Il fait alors une chose inouïe. Je vous assure, ce garçon était très surprenant : il pose son Uzi au sol et il s’approche des otages. Il prend Mme Camberlin par les épaules, en regardant le sol comme s’il suivait des marques tracées sur la moquette. On aurait dit qu’il suivait avec application un cours de tango et qu’il avait invité Mme Camberlin pour la mise en application. Il la pousse d’un mètre et dit : « Là. » Il est tellement à sa tâche qu’il ne lui vient pas à l’idée que les otages pourraient en profiter, se ruer sur sa mitraillette, la saisir, l’attaquer. Mlle Tràn, le corps tendu à l’extrême, fait un pas en direction de l’arme… Je sens comme un glaçon me descendre le long de la colonne vertébrale. Mais Mourad vient de se retourner. Toujours à son affaire, il prend M. Renard par les épaules et l’installe un peu plus loin, puis vient le tour de Mlle Tràn, de M. Lussay, M. Guéneau et M. Cousin. Les otages sont placés en un large demi-cercle, dos à dos. Ils sont séparés d’un mètre environ. Aucun d’eux ne se trouve face à la porte.
— Asseyez-vous.
Après quoi, Mourad reprend son arme.
— C’est bien comme ça, lâche-t-il d’un ton satisfait.
Et il se tourne vers l’objectif, comme si la caméra pouvait le féliciter pour sa brillante manœuvre.
Puis les otages entendent la porte s’ouvrir et se refermer.
Le silence s’installe. Deux ou trois minutes s’écoulent.
Mlle Tràn risque enfin un regard sur le côté.
— Il est sorti, dit-elle d’une voix blanche.
28
— J’ai… j’ai un téléphone…
Tout le monde se retourne.
M. Renard tourne la tête vers les autres. Son visage est très blanc. Il avale sa salive à plusieurs reprises.
— C’est à ma femme, je m’en rappelais pas…, dit-il avec stupéfaction.
Il plonge sa main droite dans une de ses poches intérieures et en ressort un téléphone portable, très petit.
— J’ai… Ils l’ont pas vu…
Et il considère avec incrédulité le cellulaire posé à plat dans sa paume.
La nouvelle fait l’effet d’une bombe.
— Vous allez nous faire tuer, connard ! crie M. Guéneau, hors de lui.
— Calme-toi, tente Mme Camberlin.
Air ahuri de M. Renard, dont le regard passe de son téléphone au visage de ses interlocuteurs.
— Ils nous regardent, ajoute M. Lussay les lèvres serrées, la voix contenue.
D’un discret mouvement de menton, il désigne l’angle de la pièce en haut de laquelle est fixée une petite caméra noire.

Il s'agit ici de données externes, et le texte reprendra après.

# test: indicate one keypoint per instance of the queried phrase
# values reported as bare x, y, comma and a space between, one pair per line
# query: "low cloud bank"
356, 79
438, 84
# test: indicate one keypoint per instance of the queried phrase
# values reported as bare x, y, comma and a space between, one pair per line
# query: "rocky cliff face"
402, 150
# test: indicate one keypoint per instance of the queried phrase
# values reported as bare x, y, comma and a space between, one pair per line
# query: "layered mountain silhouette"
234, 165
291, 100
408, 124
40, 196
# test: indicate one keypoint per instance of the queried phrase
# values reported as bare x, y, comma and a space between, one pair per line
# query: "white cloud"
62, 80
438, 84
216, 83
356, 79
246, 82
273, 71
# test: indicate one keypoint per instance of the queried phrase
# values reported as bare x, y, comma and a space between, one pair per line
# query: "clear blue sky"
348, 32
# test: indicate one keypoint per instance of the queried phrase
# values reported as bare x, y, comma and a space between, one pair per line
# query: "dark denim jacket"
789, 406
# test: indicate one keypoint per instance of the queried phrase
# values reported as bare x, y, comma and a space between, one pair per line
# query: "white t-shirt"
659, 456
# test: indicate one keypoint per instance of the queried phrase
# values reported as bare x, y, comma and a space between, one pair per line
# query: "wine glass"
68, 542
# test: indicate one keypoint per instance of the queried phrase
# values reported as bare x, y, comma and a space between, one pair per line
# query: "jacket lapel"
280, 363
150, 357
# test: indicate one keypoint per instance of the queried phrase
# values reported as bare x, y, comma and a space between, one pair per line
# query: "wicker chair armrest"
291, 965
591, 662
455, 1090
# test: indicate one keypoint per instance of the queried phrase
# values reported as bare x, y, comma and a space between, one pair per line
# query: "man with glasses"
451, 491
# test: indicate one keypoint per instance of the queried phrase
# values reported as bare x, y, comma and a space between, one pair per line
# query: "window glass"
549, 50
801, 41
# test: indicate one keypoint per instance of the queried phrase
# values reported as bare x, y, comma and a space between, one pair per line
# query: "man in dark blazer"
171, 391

Chacun tourne alors la tête vers le plafond, qui à droite, qui à gauche.
— Quand ça clignote en rouge, c’est que ça ne marche pas, dit Mlle Tràn avec assurance.
— On peut pas en être sûrs, répond M. Lussay.
— Si ! Quand ça marche, c’est la lumière verte, quand c’est la lumière rouge, c’est que ça n’est pas en service, assène Mlle Tràn.
Dans sa façon de s’exprimer, il y a plus que de l’agacement, on dirait déjà de la haine.
— Ces caméras, coupe Mme Camberlin, elles n’ont pas le son. Ils ne peuvent pas nous entendre.
Seul M. Cousin n’a rien dit. Il est toujours droit comme un I. Rigidité cadavérique. Inflexible.
— Bon, je fais quoi ? demande M. Renard.
Il chevrote à la perfection. Il joue remarquablement son rôle. Après la triste prestation de Mourad, je trouve ça revigorant.
— Il faut appeler les flics, dit Mme Camberlin, qui tente de se donner de l’assurance.
— Il faut leur donner à eux ! hurle M. Guéneau.